Address all correspondence and requests for reprints to: Katia P. Karalis, Department of Developmental Biology, Biomedical Research Foundation of the Academy of Athens, 4 Soranou Efessiou, Papagou, Athens 11527, Greece. E-mail: kkarali{at}bioacademy.gr; or katia.karalis{at}childrens.harvard.edu.

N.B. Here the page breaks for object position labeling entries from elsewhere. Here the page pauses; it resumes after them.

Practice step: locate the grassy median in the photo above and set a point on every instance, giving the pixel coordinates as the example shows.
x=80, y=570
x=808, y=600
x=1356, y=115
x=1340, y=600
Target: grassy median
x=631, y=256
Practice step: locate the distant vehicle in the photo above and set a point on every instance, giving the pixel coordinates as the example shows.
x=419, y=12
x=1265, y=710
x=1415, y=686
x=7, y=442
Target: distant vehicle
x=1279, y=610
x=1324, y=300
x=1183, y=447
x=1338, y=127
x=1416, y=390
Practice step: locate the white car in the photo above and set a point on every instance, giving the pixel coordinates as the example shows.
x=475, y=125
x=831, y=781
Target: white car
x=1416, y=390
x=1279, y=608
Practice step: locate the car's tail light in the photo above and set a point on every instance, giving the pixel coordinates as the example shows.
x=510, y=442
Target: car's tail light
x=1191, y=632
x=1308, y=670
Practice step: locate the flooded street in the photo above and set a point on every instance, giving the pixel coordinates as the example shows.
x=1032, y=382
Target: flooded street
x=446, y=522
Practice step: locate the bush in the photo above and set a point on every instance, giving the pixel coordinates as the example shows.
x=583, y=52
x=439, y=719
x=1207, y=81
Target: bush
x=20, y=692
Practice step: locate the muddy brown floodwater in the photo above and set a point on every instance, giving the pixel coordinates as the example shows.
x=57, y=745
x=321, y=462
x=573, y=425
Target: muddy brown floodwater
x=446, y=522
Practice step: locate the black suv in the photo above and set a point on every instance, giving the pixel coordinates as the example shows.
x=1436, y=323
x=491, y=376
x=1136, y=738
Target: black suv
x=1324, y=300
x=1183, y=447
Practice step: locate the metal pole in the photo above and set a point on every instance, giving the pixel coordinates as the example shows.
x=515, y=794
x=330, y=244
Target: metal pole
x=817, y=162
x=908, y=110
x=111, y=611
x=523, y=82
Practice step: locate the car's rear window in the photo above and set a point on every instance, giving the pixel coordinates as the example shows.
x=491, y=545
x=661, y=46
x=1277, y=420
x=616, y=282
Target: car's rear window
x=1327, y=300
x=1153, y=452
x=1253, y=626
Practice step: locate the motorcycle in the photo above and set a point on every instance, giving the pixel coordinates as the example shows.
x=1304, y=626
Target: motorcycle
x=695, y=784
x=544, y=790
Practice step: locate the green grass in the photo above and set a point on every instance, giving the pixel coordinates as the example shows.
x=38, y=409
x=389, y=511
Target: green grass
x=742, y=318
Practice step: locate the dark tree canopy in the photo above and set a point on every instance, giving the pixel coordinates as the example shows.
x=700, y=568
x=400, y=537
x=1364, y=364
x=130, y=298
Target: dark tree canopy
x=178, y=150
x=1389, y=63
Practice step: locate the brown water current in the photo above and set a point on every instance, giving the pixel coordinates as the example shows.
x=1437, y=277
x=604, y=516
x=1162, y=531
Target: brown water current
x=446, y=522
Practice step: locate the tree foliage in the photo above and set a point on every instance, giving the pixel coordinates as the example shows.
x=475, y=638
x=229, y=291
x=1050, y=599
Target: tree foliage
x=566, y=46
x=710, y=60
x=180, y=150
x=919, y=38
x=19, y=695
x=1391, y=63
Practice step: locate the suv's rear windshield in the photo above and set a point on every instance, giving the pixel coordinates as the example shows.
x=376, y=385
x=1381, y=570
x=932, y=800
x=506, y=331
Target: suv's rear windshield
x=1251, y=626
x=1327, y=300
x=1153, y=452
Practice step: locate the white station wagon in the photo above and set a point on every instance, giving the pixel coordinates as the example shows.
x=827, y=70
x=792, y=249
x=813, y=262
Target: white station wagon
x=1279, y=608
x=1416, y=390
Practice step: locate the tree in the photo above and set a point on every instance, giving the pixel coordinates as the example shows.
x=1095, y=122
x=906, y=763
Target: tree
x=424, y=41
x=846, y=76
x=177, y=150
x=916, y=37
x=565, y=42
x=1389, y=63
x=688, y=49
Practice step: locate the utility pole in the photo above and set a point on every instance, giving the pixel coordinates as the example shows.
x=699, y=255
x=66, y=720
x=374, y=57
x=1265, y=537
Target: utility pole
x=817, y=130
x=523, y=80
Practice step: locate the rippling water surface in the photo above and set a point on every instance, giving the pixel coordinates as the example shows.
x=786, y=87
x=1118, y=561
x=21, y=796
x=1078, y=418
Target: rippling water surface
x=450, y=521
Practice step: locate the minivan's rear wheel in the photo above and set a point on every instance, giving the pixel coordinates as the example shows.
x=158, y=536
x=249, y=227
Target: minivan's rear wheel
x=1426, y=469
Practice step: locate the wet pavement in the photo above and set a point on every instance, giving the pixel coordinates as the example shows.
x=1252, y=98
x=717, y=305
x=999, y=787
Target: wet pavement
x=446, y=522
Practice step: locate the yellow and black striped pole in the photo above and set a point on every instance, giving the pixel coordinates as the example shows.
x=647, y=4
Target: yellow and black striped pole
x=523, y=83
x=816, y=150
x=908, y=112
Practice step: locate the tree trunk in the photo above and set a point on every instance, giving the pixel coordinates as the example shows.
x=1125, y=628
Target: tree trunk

Corticotropin-releasing factor (CRF) exerts proinflammatory effects in peripheral tissues, whereas the intracellular pathways mediating these effects have not been completely characterized yet. We have previously shown that CRF induces nuclear factor-B DNA-binding activity in mouse and human leukocytes. Here we demonstrate that in the human monocytic THP-1 cells, CRF activates the phosphatidylinositol 3-kinase (PI3K)/Akt and ERK1/2 pathways. These effects of CRF are mediated by corticotropin-releasing factor receptor 2 (CRF2), as suggested by their abolishment after treatment with the specific CRF2 antagonist, astressin 2B. The CRF-mediated PI3K/Akt activation induces cell survival as suggested by the stimulation of the antiapoptotic factor Bcl-2. ERK1/2 activation results in up-regulation of IL-8 expression, an effect inhibited by the CRF-induced activation of PI3K/Akt. These studies demonstrate novel effects of CRF in human monocytes mediated by the activation of PI3K/Akt. Moreover, they reveal pathway-specific effects of the CRF/CRF2 system in chemokine activation and cell survival that may be of importance for the development of novel therapeutics for inflammatory diseases.